El Doctor Dyson Ido (Christoph Waltz), un especialista en cuerpos compuestos durante el día y cazarrecompensas por las noches, encuentra en un depósito de basura a una cyborg de combate del tiempo de la Caída, a la que reconstruye a partir del cuerpo biónico de su hija fallecida. Bautizada Alita (Rosa Salazar) porque la susodicha no recuerda su identidad a pesar de que su cerebro humano está en perfecto estado, la cyborg de a poco comienza a explorar Ciudad de Hierro y allí se enamora de Hugo (Keean Johnson), un joven que sueña con vivir en Zalem y se dedica a robar partes a pedido de Vector (Mahershala Ali), cabeza capitalista del deporte cruento de turno, Motorball, y empleador de Chiren (Jennifer Connelly), ex esposa de Ido y encargada principal de construir a los jugadores de esa cruza entre el rugby y el básquet. En un contexto dominado por un jerarca invisible de Zalem, un hombre misterioso llamado Nova (Edward Norton) que le da órdenes a un asesino en serie de mujeres, el tremendo Grewishka (Jackie Earle Haley), Alita pronto descubrirá que su potencial guerrero despierta la envidia de los cazarrecompensas y la “curiosidad” de Nova.
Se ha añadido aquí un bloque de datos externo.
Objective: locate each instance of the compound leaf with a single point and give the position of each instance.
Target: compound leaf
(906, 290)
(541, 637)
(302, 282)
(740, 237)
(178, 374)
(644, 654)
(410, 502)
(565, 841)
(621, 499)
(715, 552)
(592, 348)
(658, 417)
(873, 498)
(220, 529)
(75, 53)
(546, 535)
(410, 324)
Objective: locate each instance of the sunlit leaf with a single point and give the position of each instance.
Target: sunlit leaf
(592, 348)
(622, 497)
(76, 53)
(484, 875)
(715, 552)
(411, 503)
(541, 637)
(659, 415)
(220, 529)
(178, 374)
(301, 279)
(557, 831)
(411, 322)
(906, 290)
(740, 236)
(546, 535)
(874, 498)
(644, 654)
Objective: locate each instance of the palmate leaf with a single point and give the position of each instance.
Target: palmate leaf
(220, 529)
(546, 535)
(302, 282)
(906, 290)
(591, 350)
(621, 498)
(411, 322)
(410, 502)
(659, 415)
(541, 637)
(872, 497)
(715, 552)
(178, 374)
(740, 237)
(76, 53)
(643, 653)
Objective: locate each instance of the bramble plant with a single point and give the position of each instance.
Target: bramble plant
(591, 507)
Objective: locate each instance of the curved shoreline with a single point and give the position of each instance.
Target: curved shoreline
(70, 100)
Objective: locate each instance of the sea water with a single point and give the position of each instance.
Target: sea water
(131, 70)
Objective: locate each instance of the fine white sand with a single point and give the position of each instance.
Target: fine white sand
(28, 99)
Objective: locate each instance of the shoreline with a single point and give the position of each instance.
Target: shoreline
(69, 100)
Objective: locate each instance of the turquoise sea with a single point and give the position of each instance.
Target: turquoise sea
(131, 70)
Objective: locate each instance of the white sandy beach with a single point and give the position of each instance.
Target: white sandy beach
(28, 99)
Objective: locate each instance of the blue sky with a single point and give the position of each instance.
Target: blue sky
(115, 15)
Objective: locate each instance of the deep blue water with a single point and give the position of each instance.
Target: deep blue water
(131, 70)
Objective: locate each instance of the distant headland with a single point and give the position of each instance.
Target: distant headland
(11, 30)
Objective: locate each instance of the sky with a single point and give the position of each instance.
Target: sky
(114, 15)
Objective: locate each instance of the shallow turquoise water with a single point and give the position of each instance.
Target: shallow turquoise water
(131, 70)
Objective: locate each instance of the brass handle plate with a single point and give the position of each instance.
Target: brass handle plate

Rodríguez edifica una obra muy entretenida y eficaz que esquiva la autocensura en cuanto a violencia real y dolorosa del Hollywood contemporáneo a través del truquillo de la sangre azul, lo que le permite despacharse con una verdadera catarata de hermosas truculencias en torno a la fragilidad de los cuerpos, esos que son amputados, triturados, emparchados y a posteriori refaccionados/ maximizados. Pero el gran punto a favor de la película pasa por la contracara complementaria de lo anterior, léase una identidad de Alita que también se va expandiendo a la par de su soporte material, dando a entender que carne y mente deben ir juntos tanto en la vida en general como en lo referido al séptimo arte en particular (dicho de otro modo, escenas de acción sin desarrollo de personajes y sin interés en pos de despertar una mínima empatía por parte del espectador sería igual a nada, y esto el director y guionista lo entiende perfectamente). Como todo policial valioso, las intrigas son varias y se entrecruzan en un relato que sabe balancear el alegato antiinstitucional, la subtrama romántica, el planteo símil crecimiento adolescente, el trasfondo de la pérdida de memoria, la relación paterna con Ido y la denuncia de una corrupción generalizada en la que casi todos son títeres, esclavos o testaferros de otras personas, una macro sumisión bajo la triste promesa de un ascenso social ahora empardado a abandonar Ciudad de Hierro y escalar a la inalcanzable Zalem, suerte de zanahoria que hace trabajar al burro. Cuestiones muy caras a Cameron como la libertad, la explotación y el militarismo se unifican por un lado con un excelso uso de los CGIs, que superan lo hecho por prácticamente todo el mainstream actual (el trabajo sobre los ojos de Alita es formidable porque nos acerca al manga y le aporta un mayor brío a la protagonista), y por otro lado con el amor de siempre de Rodríguez por el exploitation, el humor negro y la dinámica retórica enajenada, aquí redondeando su mejor propuesta desde Sin City (2005), aquella lejana primera colaboración con Miller (el señor apuesta en grande y sale ganando porque se centra en el cariño entre los personajes y no cae en la exacerbación ridícula del heroísmo barato ni en la violencia aséptica de nuestros días).